Eine Rückbürgschaft könne unter Umständen die Bonität eines Antragstellers verbessern,sagt Dirk Bogumil von der unabhängigen Privatbank Lampe in Berlin. Dort werde derzeit über den Senat versucht, ein Modell zu entwickeln, um mit Rückbürgschaften zu arbeiten. "Die Idee, die FFA bürgen zu lassen, ist interessant", findet Bibiana Bolsenkötter, Prokuristin der deutschen Wirtschaftsprüfungsgesellschaft PWC Deutsche Revision. "Einen Teil der FFA-Mittel zur Absicherung zur Verfügung zu stellen, ist mehr als denkbar", erklärt Rolf Bähr, Chef der Filmförderungsanstalt. Eine Ausfallquote lasse sich eventuell im Haushalt festlegen.

Bei einemsolchen Modell dürften die Maßnahmen nicht zu kompliziert gestaltet werden, betont Christoph Friedel, Produzent bei der Kölner Pandora Film. "Die Produzenten benötigen nur eine Zwischenfinanzierung." Dafür müsse ein automatisches System eingerichtet werden, weil die Filme sonst bereits abgedreht seien, ehe das Geld fließe. Arno Füser, der Medienfirmen bei der Deutschen Bank in Köln betreut, rät den Produzenten, sich frühzeitig an ein entsprechendes Kompetenzteam bei den Banken zu wenden. "Die Filmfinanzierung erfolgt stets unter einem enormen Zeitdruck", so Friedel, "weil bis kurz vor dem Dreh Gelder aus vielen verschiedenen Quellen hinzukommen." Das erfordere auch von den Banken eine große Flexibilität. "Die Finanzierung muss geschlossen sein, bevor die Produzenten damit zur Bank kommen, erklärt Bolsenkötter. Die Verträge müssen im Entwurf vorliegen."

Mit den Basel II-Kriterien arbeiteten die Banken schon seit einigen Jahren, erläutert Bogumil. "Ein unabhängiger Produzent braucht kein hohes Eigenkapital, aber eine hohe Eigenkapitalquote." Aus diesem Grunde rät Füser den Produzenten, ihre Werte mit Hilfe von Gutachten transparent zu machen. "Dabei bewertet ein Wirtschaftsprüfer die Firma inklusive dem Rechtestock", berichtet Hürmer. Dadurch erhalte die Bank eine Zahl, mit der sie arbeiten könne.

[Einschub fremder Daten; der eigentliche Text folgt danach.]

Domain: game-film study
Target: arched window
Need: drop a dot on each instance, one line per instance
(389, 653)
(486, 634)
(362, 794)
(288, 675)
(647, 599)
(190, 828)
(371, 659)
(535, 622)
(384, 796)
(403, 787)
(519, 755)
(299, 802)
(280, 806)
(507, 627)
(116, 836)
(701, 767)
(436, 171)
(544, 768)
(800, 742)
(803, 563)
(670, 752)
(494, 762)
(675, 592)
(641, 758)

"Es ist kein Zukunftsmodell, wenn Banken Unternehmen durchleuchten und trotzdem hohe Zinsen verlangen", meint Christiane Stützle, die als Rechtsanwältin bei Hogan & Hartson Raue in Berlin auf alternative Medienfinanzierung durch Filmfonds spezialisiert ist. Die Motivation der Fonds sei eine andere, da dabei ein Teil des Geldes durch den Vertrieb zurückflösse. "Daher sind die Absatzmärkte wichtig." Doch gerade in dieser Hinsicht gelten deutsche Filme nach Einschätzung der Produzenten nicht unbedingt als ein Garant. "Deutsche Filme", gibt Bernd Burgemeister, Geschäftsführer der TV-60 Filmproduktion zu bedenken, "haben Absatzprobleme im Ausland."